Format: | 2LP |
Availability: | In stock |
XXQLP2073
04/09/2020
The months without rain and airless days and nights might not have been something out of the ordinary in the Algarve or the south of France, but it was without precedent in Britain. The Summer of 1976 has remained a benchmark for long, hot summers – there may have been scorchers since, but none have seemed quite as relentless or enervating. The country melted into a collective puddle. 76 In The Shade probably wasn’t anyone’s real life soundtrack of the year – that could have included Bowie’s Station To Station and Abba’s Greatest Hits. Instead, Saint Etienne’s Bob Stanley has put a compilation together that sonically evokes the summer of 1976 itself, its sweet heat and almost narcotic lethargy.
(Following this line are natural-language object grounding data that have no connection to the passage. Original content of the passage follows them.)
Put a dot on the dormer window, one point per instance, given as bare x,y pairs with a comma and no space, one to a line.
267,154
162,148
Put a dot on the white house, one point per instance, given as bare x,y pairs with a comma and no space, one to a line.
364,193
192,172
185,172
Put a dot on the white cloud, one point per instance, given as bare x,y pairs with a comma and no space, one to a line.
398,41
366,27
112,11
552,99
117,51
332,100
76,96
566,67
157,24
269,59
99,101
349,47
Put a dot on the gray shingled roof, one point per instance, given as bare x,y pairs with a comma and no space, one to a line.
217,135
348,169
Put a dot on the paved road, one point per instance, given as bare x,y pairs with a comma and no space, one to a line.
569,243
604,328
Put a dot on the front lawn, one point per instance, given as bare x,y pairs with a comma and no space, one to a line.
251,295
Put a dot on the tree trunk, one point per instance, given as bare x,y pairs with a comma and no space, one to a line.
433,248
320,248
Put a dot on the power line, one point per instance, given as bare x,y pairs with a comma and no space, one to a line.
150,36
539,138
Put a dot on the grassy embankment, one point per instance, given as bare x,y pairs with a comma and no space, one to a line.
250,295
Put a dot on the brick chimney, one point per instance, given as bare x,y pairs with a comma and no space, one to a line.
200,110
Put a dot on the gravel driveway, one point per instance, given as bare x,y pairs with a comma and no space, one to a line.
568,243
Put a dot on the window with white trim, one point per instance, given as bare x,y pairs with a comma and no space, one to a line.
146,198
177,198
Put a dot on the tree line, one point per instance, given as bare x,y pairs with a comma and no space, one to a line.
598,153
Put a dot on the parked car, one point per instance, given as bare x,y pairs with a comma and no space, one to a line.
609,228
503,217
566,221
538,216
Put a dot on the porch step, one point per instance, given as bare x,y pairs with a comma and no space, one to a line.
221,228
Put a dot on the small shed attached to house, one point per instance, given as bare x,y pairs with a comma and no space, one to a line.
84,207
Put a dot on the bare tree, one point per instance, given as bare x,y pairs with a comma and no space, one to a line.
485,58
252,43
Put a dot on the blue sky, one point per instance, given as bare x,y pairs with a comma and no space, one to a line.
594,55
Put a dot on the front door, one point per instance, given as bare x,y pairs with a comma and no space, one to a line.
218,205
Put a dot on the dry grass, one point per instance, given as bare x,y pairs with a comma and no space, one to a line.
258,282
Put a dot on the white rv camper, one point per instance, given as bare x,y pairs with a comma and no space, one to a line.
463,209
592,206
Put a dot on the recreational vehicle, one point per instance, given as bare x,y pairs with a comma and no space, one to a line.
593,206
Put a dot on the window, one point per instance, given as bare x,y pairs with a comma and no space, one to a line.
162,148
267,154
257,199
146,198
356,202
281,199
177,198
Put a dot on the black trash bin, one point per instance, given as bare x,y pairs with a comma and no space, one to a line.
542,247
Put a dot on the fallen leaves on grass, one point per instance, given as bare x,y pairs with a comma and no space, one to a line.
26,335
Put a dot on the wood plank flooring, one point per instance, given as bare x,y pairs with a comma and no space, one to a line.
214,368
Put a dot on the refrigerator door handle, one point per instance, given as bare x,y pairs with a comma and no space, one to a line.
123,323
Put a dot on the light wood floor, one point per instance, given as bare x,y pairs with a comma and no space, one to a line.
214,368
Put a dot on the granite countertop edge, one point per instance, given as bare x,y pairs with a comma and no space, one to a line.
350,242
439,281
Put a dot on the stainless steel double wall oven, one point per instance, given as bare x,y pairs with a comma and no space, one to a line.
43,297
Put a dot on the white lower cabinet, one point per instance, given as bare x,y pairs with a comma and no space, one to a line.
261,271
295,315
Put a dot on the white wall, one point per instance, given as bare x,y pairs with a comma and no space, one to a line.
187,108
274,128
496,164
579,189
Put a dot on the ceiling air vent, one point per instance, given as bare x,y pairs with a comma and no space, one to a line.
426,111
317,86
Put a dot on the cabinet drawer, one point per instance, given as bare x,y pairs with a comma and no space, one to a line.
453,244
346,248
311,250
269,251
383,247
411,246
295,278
Getting out of the sun, you might have sat inside with the radio on, and heard the dreamy wooziness of Liverpool Express’s You Are My Love, 10cc’s I’m Mandy Fly Me, or the Emotions’ Flowers. Or maybe you flopped out in front of the telly, where you heard an alternative summer soundtrack – the music libraries that provided the bulk of the testcard’s music gave us Simon Park’s minimal Stoned Out and John Cameron’s deeply immersive Liquid Sunshine; the Californian jazzer Spike Janson provided the wordless vocal harmonies of Walking So Free.
76 In The Shade follows in the footsteps of Bob Stanley’s hugely successful comps for Ace, including English Weather and The Tears Of Technology. It suggests bright yellow sunshine, hot plastic car seats, cats lolloping on the lawn. A few tracks (Smokey Robinson, Cliff Richard, David Ruffin, Carmen McRae) act as necessary splashes of cooling water; most of them sound like it’s just too hot to move.